Republicans have wanted to tie welfare benefits to work requirements for many years. One such proposal is to require some form of work in return for Medicaid benefits. Democrats opposed such measures, with the Obama and Biden Administrations blocking most applications. George is the only state so far with work requirements tied to Medicaid expansion under the Affordable Care Act.
Pathways is one of Republican Gov. Brian Kemp’s signature health policy initiatives and his alternative to fully expanding Medicaid eligibility under the Affordable Care Act. Applicants must document that they’re working, studying, or doing other qualifying activities for 80 hours a month in exchange for health coverage.
Critics argue that the program is boosting inefficiencies and slowing down enrollment in other welfare programs, like food stamps and Temporary Assistance for Needy Families. In Georgia employment verification for Medicaid eligibility and enrollment has been slow.
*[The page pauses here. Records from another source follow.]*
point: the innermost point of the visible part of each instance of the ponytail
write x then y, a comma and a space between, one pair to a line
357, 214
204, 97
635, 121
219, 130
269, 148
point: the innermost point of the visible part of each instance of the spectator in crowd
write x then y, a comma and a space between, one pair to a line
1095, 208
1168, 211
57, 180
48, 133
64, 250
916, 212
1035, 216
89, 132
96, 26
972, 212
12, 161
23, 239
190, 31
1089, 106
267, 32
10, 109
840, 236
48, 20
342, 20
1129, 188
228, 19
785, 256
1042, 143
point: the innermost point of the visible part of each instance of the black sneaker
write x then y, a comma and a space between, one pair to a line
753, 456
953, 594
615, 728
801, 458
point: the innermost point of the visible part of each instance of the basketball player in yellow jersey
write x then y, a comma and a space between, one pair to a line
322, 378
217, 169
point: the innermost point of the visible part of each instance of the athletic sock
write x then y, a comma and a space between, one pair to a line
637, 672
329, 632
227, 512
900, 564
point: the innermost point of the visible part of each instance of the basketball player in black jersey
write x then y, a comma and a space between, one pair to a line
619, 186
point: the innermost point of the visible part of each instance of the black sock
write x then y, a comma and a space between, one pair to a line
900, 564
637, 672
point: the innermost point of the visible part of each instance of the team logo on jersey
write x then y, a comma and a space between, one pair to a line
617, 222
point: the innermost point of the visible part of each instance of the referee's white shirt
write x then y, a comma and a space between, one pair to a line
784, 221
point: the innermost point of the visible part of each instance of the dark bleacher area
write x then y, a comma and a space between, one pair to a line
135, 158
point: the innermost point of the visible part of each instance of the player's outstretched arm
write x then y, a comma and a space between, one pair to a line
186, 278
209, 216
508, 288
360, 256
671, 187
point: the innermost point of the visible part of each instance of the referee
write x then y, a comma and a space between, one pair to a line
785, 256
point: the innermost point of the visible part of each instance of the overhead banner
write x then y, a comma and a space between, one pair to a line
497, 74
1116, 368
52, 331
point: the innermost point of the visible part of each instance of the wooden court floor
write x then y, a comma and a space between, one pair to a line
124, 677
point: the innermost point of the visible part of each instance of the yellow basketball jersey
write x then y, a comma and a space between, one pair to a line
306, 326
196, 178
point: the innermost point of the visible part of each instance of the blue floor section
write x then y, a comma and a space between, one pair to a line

The percentage of Medicaid applicants waiting more than a month and a half to have their applications processed has nearly tripled in the first year of Pathways, the analysis of state and federal records found. Georgia had the slowest processing time in the country as of June, for income-based applications. Preliminary data from July puts the state as the second-slowest. The percentage of applications for financial and food assistance that take more than 30 days to process has also risen by at least 8 percentage points.Pathways “is really bogging down” a system that was “already functioning relatively poorly,” said Leah Chan, director of health justice at the Georgia Budget and Policy Institute, a nonprofit research organization that supports full Medicaid expansion.
The left-leaning Robert Wood Johnson Foundation estimates that under full Medicaid expansion nearly 300,000 Georgians would gain coverage. Yet, as of November 1st, only 5,542 had qualified under Georgia’s work requirement Pathways initiative. Policy analysts, most of which are left-leaning opponents of the program, warn that “If Georgia fails, that’s a big black eye for the Republican Party.” However, one has to wonder whether slow progress is a feature or a bug. Critics also claim the program is not cheap. Over a 3.5-year period from January 2021 administrative costs for each enrollee have been more than $13,000. By June 30, 2024 the Pathways program has cost Georgia just shy of $41 million when tallying both state and federal funds. Yet, it’s not clear what that means or what other potential costs may have been averted.
Georgia officials claim that much of the slowdown processing applications is due to the Medicaid unwinding after Covid. State Medicaid officials are not just determining applicants’ eligibility, they are also having to redetermine virtually all of the state’s Medicaid enrollee’s eligibility that was ramped up during Covid.
If the Georgia Pathways project fails that really says nothing about the merits of work requirements tied to welfare benefits. Other states will likely attempt similar programs and possibly succeed. States function as laboratories of reform, testing methods to see what works and what does not work. Under the Trump Administration, there will likely be many more work requirement pilot projects approved for various states to test.
Here in Minnesota, there is no work requirement — but things are just as backed up in the effort to redetermine eligibility after Covid. Confusing forms are mailed out to a demographic which may not read their mail, and outdated state computer systems plus no increase in staff leads to seemingly endless delays.
I have read that there are computer systems that can verify a person’s taxable income in seconds. Not sure why Medicaid needs a whole lot more than that.